Tuesday, March 02, 2010
Another Monday, another percent in the S&P 500. Like Colt .45, the legend of Magic Monday works every time! Tuesday, however, is a different story; although equities are largely unchanged on the day, news that Greek public sector workers are planning to strike in protest of the government's austerity measures have sent the euro tumbling lower, scotching its nascent recovery. Macro Man has thus far been unable to verify whether Greek civil servants have demanded that the population of Berlin feed them grapes and fan them as they recline on Roman-style couches.
Down Under, meanwhile, the RBA put rates up to 4%, a level that seems almost (gasp) "normal", or, in the parlance of the RBA, "average." The strip is pricing in another 100 bps of tightening over the next year versus totday's 3m bill yields of 4.25%. That's only slightly more than is priced into the eurodollar strip, even though many punters don't expect the Fed to move rates over the next year. A break of the uptrend line in IRH1 could render it a nice short against long positions in other markets.
The risk, of course, is that the Australian property bubble bursts with a resounding "pop." While there are no obvious reasons for it to do so in the near term, it is nevertheless the case that most urban property markets are bum-clenchingly overvalued relative to local incomes; while this situation can obviously continue longer than most nay-sayers can remain solvent, recent experience in the US confirms that the day of reckoning cannot be postponed indefinitely.
Yesterday Macro Man highlighted sterling as looking particularly vulnerable, and he can only hope that The Twits were limit long with maximum leverage, as "Betty" got a right slap yesterday on what appeared to be flow related to the Pru/AIG deal.

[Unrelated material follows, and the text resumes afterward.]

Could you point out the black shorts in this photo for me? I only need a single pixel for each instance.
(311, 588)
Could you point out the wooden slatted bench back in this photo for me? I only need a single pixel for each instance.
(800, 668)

Although the queen's head has recovered slightly as news emerges of a better poll showing from the Tories (the lower-case twits?!?!?!), at this juncture it's hard not to share the wide-spread enthusiasm to flush the pound down the proverbial loo.
Macro Man cannot help but think, however, that the BOE will-sooner or later- face a day of reckoning of their own. Readers are by now no doubt weary of your author's anecdotes of his travails in locating a certain type of Audi estate for Mrs. M during the second half of last year, but his adventures in car-buying reflect a real hazard to a UK economy addicted to foreign manufactures: namely, that a weaker currency produces a negative supply shock as foreign producers either raise UK prices or withold product from the British market due to abject currency weakness.
Thus, despite relatively weak domestic demand, UK goods prices in the broad RPI index were up 6.5 y/y in January. While the VAT hike can explain some of that, of course, it doesn't explain why goods prices were up 5.3% y/y in December, before the normalization of VAT.
Thus, while Merve is sweating tepid M4 growth in this green and pleasant land, goods prices for the punters are rising at their fastest rate since before the last sterling crisis (i.e., its sordid ejection from the ERM in September 1992.)
Now, the last time that Macro Man checked, the BOE's mandate prescribes an inflation, rather than a money supply, target. So at the risk of beating a dead horse, he feels compelled to reiterate his belief that at some point over the next year, the Bank will face a day of reckoning, its very own Damascene moment, and all hell will break loose in UK financial markets. He looks forward to being there to pick up the pieces.